Department of Neurosurgery, Penn State College of Medicine, Hershey, PA, USA.
Pac Symp Biocomput. 2025;30:426-440. doi: 10.1142/9789819807024_0031.
Alzheimer's disease (AD), the predominant form of dementia, is influenced by several risk factors, including type 2 diabetes (T2D), a metabolic disorder characterized by the dysregulation of blood sugar levels. Despite mouse and human studies reporting this connection between T2D and AD, the mechanism by which T2D contributes to AD pathobiology is not well understood. A challenge in understanding mechanistic links between these conditions is that evidence between mouse and human experimental models must be synthesized, but translating between these systems is difficult due to evolutionary distance, physiological differences, and human heterogeneity. To address this, we employed a computational framework called translatable components regression (TransComp-R) to overcome discrepancies between pre-clinical and clinical studies using omics data. Here, we developed a novel extension of TransComp-R for multi-disease modeling to analyze transcriptomic data from brain samples of mouse models of AD, T2D, and simultaneous occurrence of both disease (ADxT2D) and postmortem human brain data to identify enriched pathways predictive of human AD status. Our TransComp-R model identified inflammatory and estrogen signaling pathways encoded by mouse principal components derived from models of T2D and ADxT2D, but not AD alone, predicted with human AD outcomes. The same mouse PCs predictive of human AD outcomes were able to capture sex-dependent differences in human AD biology, including significant effects unique to female patients, despite the TransComp-R being derived from data from only male mice. We demonstrated that our approach identifies biological pathways of interest at the intersection of the complex etiologies of AD and T2D which may guide future studies into pathogenesis and therapeutic development for patients with T2D-associated AD.
阿尔茨海默病(AD)是痴呆症的主要形式,受多种风险因素影响,包括2型糖尿病(T2D),这是一种以血糖水平失调为特征的代谢紊乱疾病。

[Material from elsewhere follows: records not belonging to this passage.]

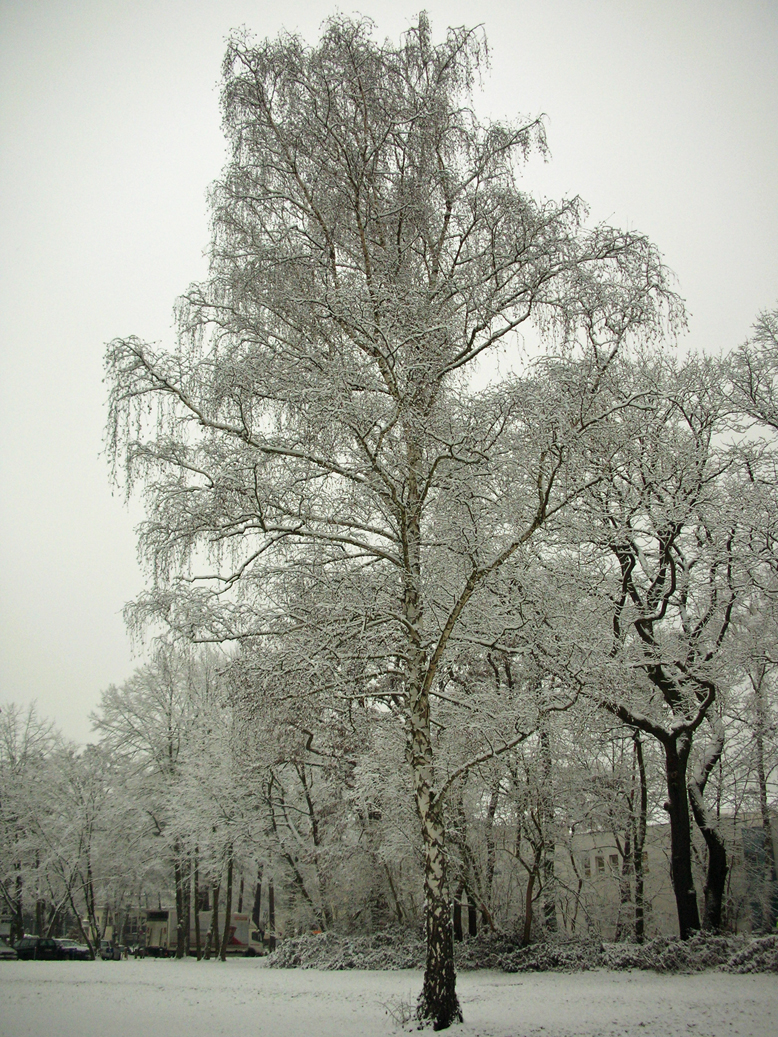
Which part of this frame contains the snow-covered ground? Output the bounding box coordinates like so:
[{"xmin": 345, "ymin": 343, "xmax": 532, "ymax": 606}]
[{"xmin": 0, "ymin": 958, "xmax": 778, "ymax": 1037}]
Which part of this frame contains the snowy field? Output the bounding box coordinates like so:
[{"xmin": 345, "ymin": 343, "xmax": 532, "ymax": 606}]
[{"xmin": 0, "ymin": 959, "xmax": 778, "ymax": 1037}]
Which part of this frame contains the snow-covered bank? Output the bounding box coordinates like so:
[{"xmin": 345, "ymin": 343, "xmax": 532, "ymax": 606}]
[{"xmin": 0, "ymin": 958, "xmax": 778, "ymax": 1037}]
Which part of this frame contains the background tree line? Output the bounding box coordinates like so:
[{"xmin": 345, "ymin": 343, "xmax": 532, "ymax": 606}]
[{"xmin": 4, "ymin": 16, "xmax": 778, "ymax": 1027}]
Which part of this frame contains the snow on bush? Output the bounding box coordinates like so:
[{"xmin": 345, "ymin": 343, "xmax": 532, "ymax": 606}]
[
  {"xmin": 724, "ymin": 935, "xmax": 778, "ymax": 973},
  {"xmin": 268, "ymin": 929, "xmax": 778, "ymax": 973}
]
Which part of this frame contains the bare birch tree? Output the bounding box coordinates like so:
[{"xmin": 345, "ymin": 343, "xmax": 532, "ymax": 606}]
[{"xmin": 107, "ymin": 16, "xmax": 678, "ymax": 1028}]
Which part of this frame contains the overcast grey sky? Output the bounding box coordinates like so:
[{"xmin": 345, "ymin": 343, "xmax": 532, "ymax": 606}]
[{"xmin": 0, "ymin": 0, "xmax": 778, "ymax": 740}]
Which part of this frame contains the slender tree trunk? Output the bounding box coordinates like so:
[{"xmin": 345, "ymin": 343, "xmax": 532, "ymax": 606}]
[
  {"xmin": 10, "ymin": 865, "xmax": 24, "ymax": 944},
  {"xmin": 453, "ymin": 885, "xmax": 465, "ymax": 944},
  {"xmin": 752, "ymin": 671, "xmax": 778, "ymax": 932},
  {"xmin": 689, "ymin": 727, "xmax": 728, "ymax": 932},
  {"xmin": 522, "ymin": 868, "xmax": 537, "ymax": 947},
  {"xmin": 663, "ymin": 735, "xmax": 700, "ymax": 940},
  {"xmin": 204, "ymin": 876, "xmax": 221, "ymax": 961},
  {"xmin": 409, "ymin": 681, "xmax": 462, "ymax": 1030},
  {"xmin": 192, "ymin": 846, "xmax": 202, "ymax": 961},
  {"xmin": 539, "ymin": 713, "xmax": 558, "ymax": 932},
  {"xmin": 613, "ymin": 819, "xmax": 633, "ymax": 943},
  {"xmin": 467, "ymin": 890, "xmax": 479, "ymax": 937},
  {"xmin": 251, "ymin": 864, "xmax": 262, "ymax": 929},
  {"xmin": 402, "ymin": 443, "xmax": 462, "ymax": 1030},
  {"xmin": 219, "ymin": 843, "xmax": 234, "ymax": 961},
  {"xmin": 268, "ymin": 876, "xmax": 276, "ymax": 951},
  {"xmin": 633, "ymin": 731, "xmax": 648, "ymax": 944}
]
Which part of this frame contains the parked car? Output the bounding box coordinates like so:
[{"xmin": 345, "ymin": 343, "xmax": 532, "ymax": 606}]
[
  {"xmin": 100, "ymin": 940, "xmax": 121, "ymax": 961},
  {"xmin": 16, "ymin": 936, "xmax": 67, "ymax": 961},
  {"xmin": 57, "ymin": 940, "xmax": 91, "ymax": 961}
]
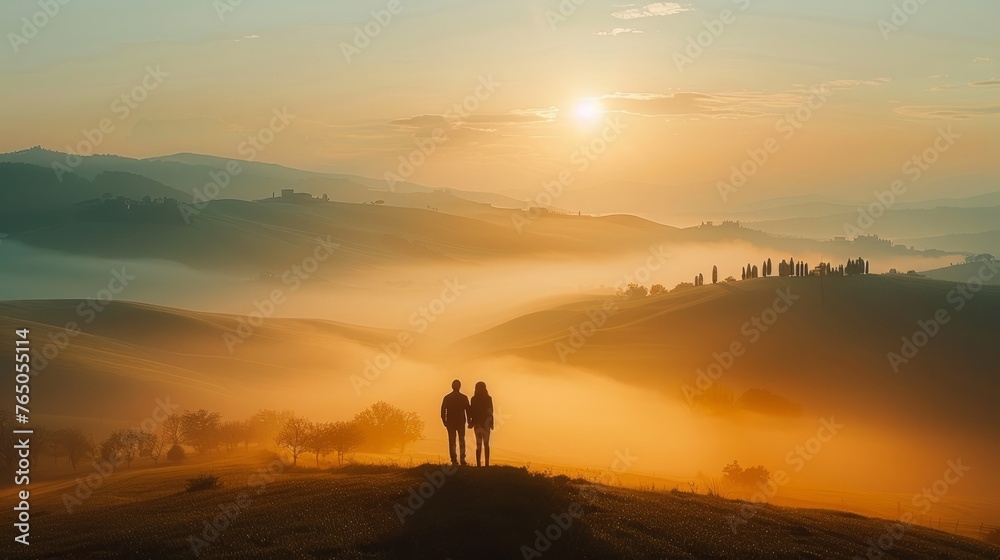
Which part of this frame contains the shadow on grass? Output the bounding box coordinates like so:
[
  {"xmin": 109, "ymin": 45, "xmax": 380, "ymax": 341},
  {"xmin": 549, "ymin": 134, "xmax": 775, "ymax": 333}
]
[{"xmin": 381, "ymin": 464, "xmax": 612, "ymax": 560}]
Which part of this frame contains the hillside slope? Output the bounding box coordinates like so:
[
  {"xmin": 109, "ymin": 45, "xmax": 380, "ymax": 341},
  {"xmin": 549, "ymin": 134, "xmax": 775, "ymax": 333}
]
[{"xmin": 0, "ymin": 454, "xmax": 1000, "ymax": 560}]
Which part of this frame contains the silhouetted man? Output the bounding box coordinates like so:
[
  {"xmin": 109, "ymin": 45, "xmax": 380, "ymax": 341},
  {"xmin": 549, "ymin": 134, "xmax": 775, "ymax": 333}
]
[{"xmin": 441, "ymin": 379, "xmax": 469, "ymax": 465}]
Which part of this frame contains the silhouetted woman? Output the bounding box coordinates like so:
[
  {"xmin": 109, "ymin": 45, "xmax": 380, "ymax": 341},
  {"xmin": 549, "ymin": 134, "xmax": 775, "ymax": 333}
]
[{"xmin": 469, "ymin": 381, "xmax": 493, "ymax": 467}]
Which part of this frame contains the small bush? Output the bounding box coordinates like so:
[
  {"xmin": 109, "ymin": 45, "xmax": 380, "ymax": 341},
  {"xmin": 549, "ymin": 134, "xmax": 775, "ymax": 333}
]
[
  {"xmin": 986, "ymin": 529, "xmax": 1000, "ymax": 546},
  {"xmin": 187, "ymin": 474, "xmax": 222, "ymax": 492},
  {"xmin": 167, "ymin": 444, "xmax": 185, "ymax": 461},
  {"xmin": 722, "ymin": 461, "xmax": 771, "ymax": 487}
]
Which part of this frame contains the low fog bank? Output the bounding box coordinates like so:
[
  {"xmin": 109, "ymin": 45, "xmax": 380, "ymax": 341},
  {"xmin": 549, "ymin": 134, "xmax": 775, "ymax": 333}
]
[{"xmin": 0, "ymin": 241, "xmax": 950, "ymax": 339}]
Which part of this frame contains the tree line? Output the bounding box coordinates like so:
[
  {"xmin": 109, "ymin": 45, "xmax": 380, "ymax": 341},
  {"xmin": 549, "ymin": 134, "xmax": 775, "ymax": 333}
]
[
  {"xmin": 0, "ymin": 401, "xmax": 424, "ymax": 480},
  {"xmin": 617, "ymin": 257, "xmax": 870, "ymax": 299}
]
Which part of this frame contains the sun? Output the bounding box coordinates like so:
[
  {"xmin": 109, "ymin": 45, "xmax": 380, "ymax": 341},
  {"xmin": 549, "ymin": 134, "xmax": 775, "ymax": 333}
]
[{"xmin": 576, "ymin": 99, "xmax": 604, "ymax": 123}]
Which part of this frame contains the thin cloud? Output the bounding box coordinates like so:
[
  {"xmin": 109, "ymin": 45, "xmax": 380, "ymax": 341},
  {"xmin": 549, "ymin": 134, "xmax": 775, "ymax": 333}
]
[
  {"xmin": 894, "ymin": 105, "xmax": 1000, "ymax": 120},
  {"xmin": 594, "ymin": 27, "xmax": 645, "ymax": 37},
  {"xmin": 611, "ymin": 2, "xmax": 692, "ymax": 19}
]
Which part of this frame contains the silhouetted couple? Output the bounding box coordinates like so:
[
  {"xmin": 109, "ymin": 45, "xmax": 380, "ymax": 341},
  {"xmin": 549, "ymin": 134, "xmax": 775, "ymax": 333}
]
[{"xmin": 441, "ymin": 379, "xmax": 493, "ymax": 467}]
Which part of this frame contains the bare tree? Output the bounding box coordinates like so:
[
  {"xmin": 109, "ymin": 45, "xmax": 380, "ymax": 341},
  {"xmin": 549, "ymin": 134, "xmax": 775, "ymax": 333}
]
[
  {"xmin": 305, "ymin": 423, "xmax": 333, "ymax": 468},
  {"xmin": 141, "ymin": 434, "xmax": 167, "ymax": 464},
  {"xmin": 101, "ymin": 428, "xmax": 150, "ymax": 468},
  {"xmin": 163, "ymin": 414, "xmax": 184, "ymax": 445},
  {"xmin": 274, "ymin": 416, "xmax": 309, "ymax": 466},
  {"xmin": 354, "ymin": 401, "xmax": 424, "ymax": 452},
  {"xmin": 329, "ymin": 422, "xmax": 365, "ymax": 466},
  {"xmin": 181, "ymin": 409, "xmax": 222, "ymax": 453}
]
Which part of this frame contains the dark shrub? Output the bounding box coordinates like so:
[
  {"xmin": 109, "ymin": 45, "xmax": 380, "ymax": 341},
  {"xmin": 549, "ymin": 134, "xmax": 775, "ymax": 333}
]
[
  {"xmin": 986, "ymin": 529, "xmax": 1000, "ymax": 546},
  {"xmin": 167, "ymin": 444, "xmax": 184, "ymax": 461}
]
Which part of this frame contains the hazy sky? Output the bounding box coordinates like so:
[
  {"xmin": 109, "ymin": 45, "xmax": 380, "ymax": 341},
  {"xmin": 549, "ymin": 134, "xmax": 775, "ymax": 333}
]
[{"xmin": 0, "ymin": 0, "xmax": 1000, "ymax": 202}]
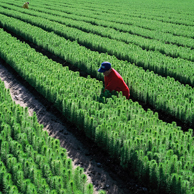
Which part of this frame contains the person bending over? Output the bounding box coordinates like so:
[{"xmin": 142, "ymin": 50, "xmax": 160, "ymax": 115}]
[{"xmin": 98, "ymin": 62, "xmax": 130, "ymax": 99}]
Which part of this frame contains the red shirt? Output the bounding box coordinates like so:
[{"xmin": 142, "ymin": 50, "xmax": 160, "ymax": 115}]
[{"xmin": 104, "ymin": 69, "xmax": 130, "ymax": 99}]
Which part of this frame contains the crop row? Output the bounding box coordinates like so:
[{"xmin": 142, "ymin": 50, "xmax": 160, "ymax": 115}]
[
  {"xmin": 0, "ymin": 15, "xmax": 194, "ymax": 125},
  {"xmin": 56, "ymin": 0, "xmax": 193, "ymax": 26},
  {"xmin": 3, "ymin": 2, "xmax": 193, "ymax": 48},
  {"xmin": 0, "ymin": 79, "xmax": 104, "ymax": 194},
  {"xmin": 65, "ymin": 1, "xmax": 194, "ymax": 26},
  {"xmin": 0, "ymin": 25, "xmax": 194, "ymax": 194},
  {"xmin": 0, "ymin": 4, "xmax": 194, "ymax": 86},
  {"xmin": 27, "ymin": 2, "xmax": 194, "ymax": 38},
  {"xmin": 0, "ymin": 3, "xmax": 194, "ymax": 65}
]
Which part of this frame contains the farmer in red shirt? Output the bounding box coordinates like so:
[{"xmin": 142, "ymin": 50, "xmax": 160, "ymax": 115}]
[{"xmin": 98, "ymin": 62, "xmax": 130, "ymax": 99}]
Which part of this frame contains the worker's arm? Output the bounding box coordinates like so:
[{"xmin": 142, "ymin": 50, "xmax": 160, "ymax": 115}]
[{"xmin": 104, "ymin": 79, "xmax": 119, "ymax": 91}]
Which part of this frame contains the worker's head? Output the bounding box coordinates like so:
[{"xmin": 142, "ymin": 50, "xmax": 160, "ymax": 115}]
[{"xmin": 98, "ymin": 61, "xmax": 112, "ymax": 76}]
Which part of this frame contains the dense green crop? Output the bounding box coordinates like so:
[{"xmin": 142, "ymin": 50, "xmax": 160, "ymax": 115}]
[{"xmin": 0, "ymin": 0, "xmax": 194, "ymax": 194}]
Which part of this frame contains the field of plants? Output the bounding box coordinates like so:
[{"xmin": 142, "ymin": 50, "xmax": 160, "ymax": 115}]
[{"xmin": 0, "ymin": 0, "xmax": 194, "ymax": 194}]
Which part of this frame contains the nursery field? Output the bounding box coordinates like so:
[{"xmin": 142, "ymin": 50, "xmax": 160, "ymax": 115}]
[{"xmin": 0, "ymin": 0, "xmax": 194, "ymax": 194}]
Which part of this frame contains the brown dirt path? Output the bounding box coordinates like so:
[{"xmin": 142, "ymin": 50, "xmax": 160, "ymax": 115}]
[{"xmin": 0, "ymin": 60, "xmax": 148, "ymax": 194}]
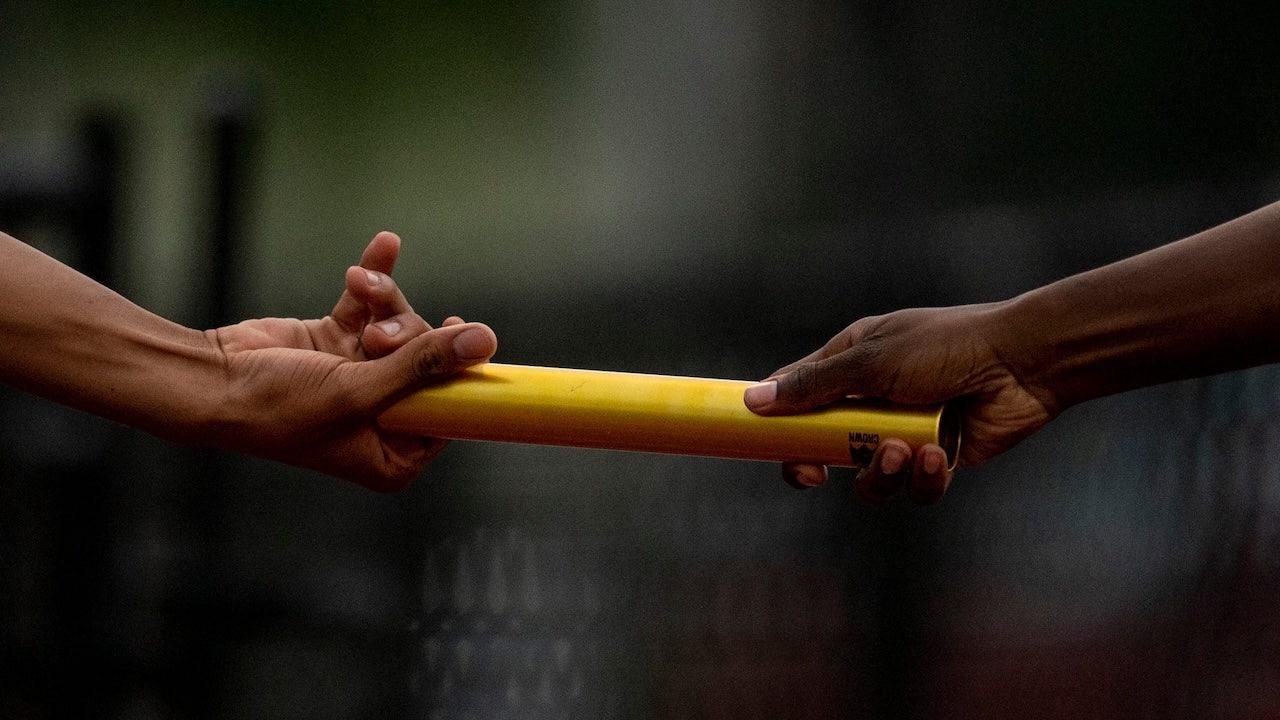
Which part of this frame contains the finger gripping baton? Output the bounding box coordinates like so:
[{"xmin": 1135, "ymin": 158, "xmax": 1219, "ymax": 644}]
[{"xmin": 378, "ymin": 363, "xmax": 960, "ymax": 468}]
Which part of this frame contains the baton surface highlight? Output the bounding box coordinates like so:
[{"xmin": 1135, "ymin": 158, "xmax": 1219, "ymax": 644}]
[{"xmin": 378, "ymin": 363, "xmax": 960, "ymax": 468}]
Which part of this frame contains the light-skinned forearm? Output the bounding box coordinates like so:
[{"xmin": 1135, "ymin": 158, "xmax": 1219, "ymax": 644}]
[
  {"xmin": 0, "ymin": 233, "xmax": 225, "ymax": 441},
  {"xmin": 992, "ymin": 204, "xmax": 1280, "ymax": 414}
]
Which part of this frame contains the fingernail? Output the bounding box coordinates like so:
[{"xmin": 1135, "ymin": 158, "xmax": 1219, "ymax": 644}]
[
  {"xmin": 881, "ymin": 445, "xmax": 911, "ymax": 475},
  {"xmin": 742, "ymin": 380, "xmax": 778, "ymax": 407},
  {"xmin": 920, "ymin": 450, "xmax": 946, "ymax": 475},
  {"xmin": 453, "ymin": 328, "xmax": 493, "ymax": 360}
]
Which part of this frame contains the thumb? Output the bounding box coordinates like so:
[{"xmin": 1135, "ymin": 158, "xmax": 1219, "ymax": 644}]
[
  {"xmin": 742, "ymin": 342, "xmax": 884, "ymax": 415},
  {"xmin": 361, "ymin": 323, "xmax": 498, "ymax": 406}
]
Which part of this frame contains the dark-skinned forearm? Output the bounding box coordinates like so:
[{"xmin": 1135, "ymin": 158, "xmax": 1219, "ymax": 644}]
[{"xmin": 993, "ymin": 204, "xmax": 1280, "ymax": 411}]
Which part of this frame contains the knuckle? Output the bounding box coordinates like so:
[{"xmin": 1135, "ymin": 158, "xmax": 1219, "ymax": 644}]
[{"xmin": 413, "ymin": 342, "xmax": 453, "ymax": 378}]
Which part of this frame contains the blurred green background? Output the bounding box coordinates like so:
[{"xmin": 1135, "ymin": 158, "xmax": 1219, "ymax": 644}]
[{"xmin": 0, "ymin": 0, "xmax": 1280, "ymax": 719}]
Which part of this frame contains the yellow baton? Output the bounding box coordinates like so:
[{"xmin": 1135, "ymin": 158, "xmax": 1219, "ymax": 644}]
[{"xmin": 378, "ymin": 363, "xmax": 960, "ymax": 468}]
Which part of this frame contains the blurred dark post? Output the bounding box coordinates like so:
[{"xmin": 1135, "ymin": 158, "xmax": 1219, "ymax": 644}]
[
  {"xmin": 174, "ymin": 76, "xmax": 257, "ymax": 717},
  {"xmin": 202, "ymin": 77, "xmax": 259, "ymax": 328},
  {"xmin": 0, "ymin": 110, "xmax": 125, "ymax": 717}
]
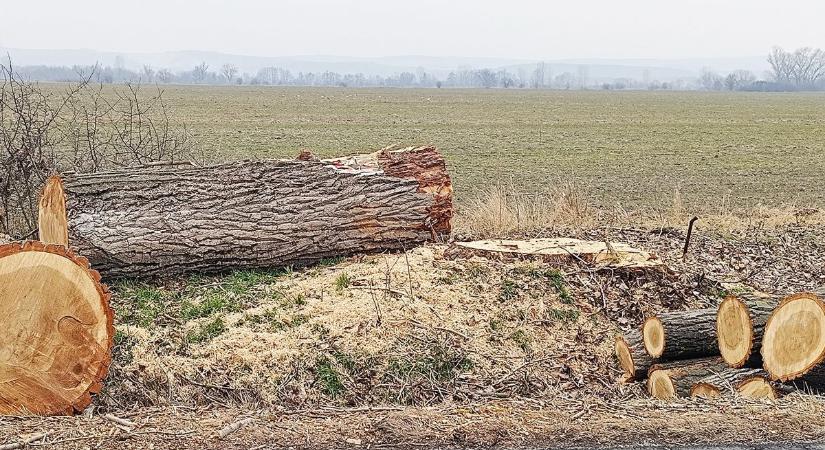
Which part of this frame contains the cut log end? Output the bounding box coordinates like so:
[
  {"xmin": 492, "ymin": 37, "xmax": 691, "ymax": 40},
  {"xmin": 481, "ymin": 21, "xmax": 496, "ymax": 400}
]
[
  {"xmin": 736, "ymin": 377, "xmax": 779, "ymax": 400},
  {"xmin": 647, "ymin": 370, "xmax": 676, "ymax": 400},
  {"xmin": 0, "ymin": 242, "xmax": 114, "ymax": 415},
  {"xmin": 37, "ymin": 176, "xmax": 69, "ymax": 247},
  {"xmin": 716, "ymin": 296, "xmax": 753, "ymax": 368},
  {"xmin": 762, "ymin": 293, "xmax": 825, "ymax": 381},
  {"xmin": 642, "ymin": 317, "xmax": 665, "ymax": 358},
  {"xmin": 690, "ymin": 383, "xmax": 722, "ymax": 398}
]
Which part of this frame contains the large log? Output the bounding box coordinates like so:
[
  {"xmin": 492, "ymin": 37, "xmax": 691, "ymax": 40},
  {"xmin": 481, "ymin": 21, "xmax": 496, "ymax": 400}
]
[
  {"xmin": 762, "ymin": 293, "xmax": 825, "ymax": 386},
  {"xmin": 690, "ymin": 368, "xmax": 781, "ymax": 400},
  {"xmin": 716, "ymin": 293, "xmax": 779, "ymax": 368},
  {"xmin": 647, "ymin": 358, "xmax": 728, "ymax": 400},
  {"xmin": 58, "ymin": 147, "xmax": 452, "ymax": 278},
  {"xmin": 0, "ymin": 241, "xmax": 114, "ymax": 415},
  {"xmin": 614, "ymin": 331, "xmax": 653, "ymax": 382},
  {"xmin": 642, "ymin": 308, "xmax": 719, "ymax": 361}
]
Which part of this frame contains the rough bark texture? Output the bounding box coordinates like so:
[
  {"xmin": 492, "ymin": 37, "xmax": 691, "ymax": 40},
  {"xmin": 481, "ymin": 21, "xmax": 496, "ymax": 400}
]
[
  {"xmin": 643, "ymin": 308, "xmax": 719, "ymax": 361},
  {"xmin": 690, "ymin": 368, "xmax": 776, "ymax": 398},
  {"xmin": 447, "ymin": 238, "xmax": 669, "ymax": 274},
  {"xmin": 0, "ymin": 241, "xmax": 114, "ymax": 415},
  {"xmin": 716, "ymin": 293, "xmax": 780, "ymax": 368},
  {"xmin": 37, "ymin": 176, "xmax": 69, "ymax": 247},
  {"xmin": 647, "ymin": 358, "xmax": 728, "ymax": 399},
  {"xmin": 65, "ymin": 147, "xmax": 452, "ymax": 277},
  {"xmin": 616, "ymin": 331, "xmax": 653, "ymax": 382}
]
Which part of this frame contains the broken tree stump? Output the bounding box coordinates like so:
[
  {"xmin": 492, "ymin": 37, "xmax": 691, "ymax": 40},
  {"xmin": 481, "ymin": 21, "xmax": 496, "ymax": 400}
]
[
  {"xmin": 0, "ymin": 241, "xmax": 114, "ymax": 415},
  {"xmin": 54, "ymin": 147, "xmax": 453, "ymax": 278},
  {"xmin": 716, "ymin": 293, "xmax": 779, "ymax": 368},
  {"xmin": 642, "ymin": 308, "xmax": 719, "ymax": 361},
  {"xmin": 614, "ymin": 331, "xmax": 653, "ymax": 382},
  {"xmin": 37, "ymin": 176, "xmax": 69, "ymax": 247}
]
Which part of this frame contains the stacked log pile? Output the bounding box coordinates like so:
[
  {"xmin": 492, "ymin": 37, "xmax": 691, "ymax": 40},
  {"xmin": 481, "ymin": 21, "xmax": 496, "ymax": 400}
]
[{"xmin": 615, "ymin": 293, "xmax": 825, "ymax": 399}]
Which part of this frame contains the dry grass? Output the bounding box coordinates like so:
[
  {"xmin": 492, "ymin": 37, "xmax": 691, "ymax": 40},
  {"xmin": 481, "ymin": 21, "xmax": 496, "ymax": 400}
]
[
  {"xmin": 455, "ymin": 181, "xmax": 825, "ymax": 238},
  {"xmin": 102, "ymin": 245, "xmax": 684, "ymax": 408}
]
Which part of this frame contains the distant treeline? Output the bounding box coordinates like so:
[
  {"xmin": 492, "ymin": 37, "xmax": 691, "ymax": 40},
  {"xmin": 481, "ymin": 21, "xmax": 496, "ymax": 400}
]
[{"xmin": 8, "ymin": 47, "xmax": 825, "ymax": 91}]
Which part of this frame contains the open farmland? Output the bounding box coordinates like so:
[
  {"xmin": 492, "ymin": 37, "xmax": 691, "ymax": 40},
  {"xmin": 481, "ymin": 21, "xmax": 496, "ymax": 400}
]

尽管小鼠和人类研究报告了T2D与AD之间的这种联系,但T2D导致AD病理生物学的机制尚不完全清楚。理解这些疾病之间机制联系的一个挑战在于,必须综合小鼠和人类实验模型之间的证据,但由于进化距离、生理差异和人类异质性,在这些系统之间进行转化很困难。为了解决这个问题,我们采用了一种称为可翻译成分回归(TransComp-R)的计算框架,利用组学数据克服临床前和临床研究之间的差异。在此,我们开发了一种用于多疾病建模的TransComp-R新扩展,以分析来自AD、T2D以及两种疾病同时发生(ADxT2D)小鼠模型的脑样本转录组数据和死后人类脑数据,以识别预测人类AD状态的富集通路。我们的TransComp-R模型确定了由源自T2D和ADxT2D模型而非单独AD模型的小鼠主成分编码的炎症和雌激素信号通路,这些通路可预测人类AD结果。尽管TransComp-R仅源自雄性小鼠的数据,但预测人类AD结果的相同小鼠主成分能够捕捉人类AD生物学中的性别依赖性差异,包括女性患者特有的显著影响。我们证明,我们的方法确定了AD和T2D复杂病因交叉点上感兴趣的生物学通路,这可能为未来T2D相关AD患者的发病机制研究和治疗开发提供指导。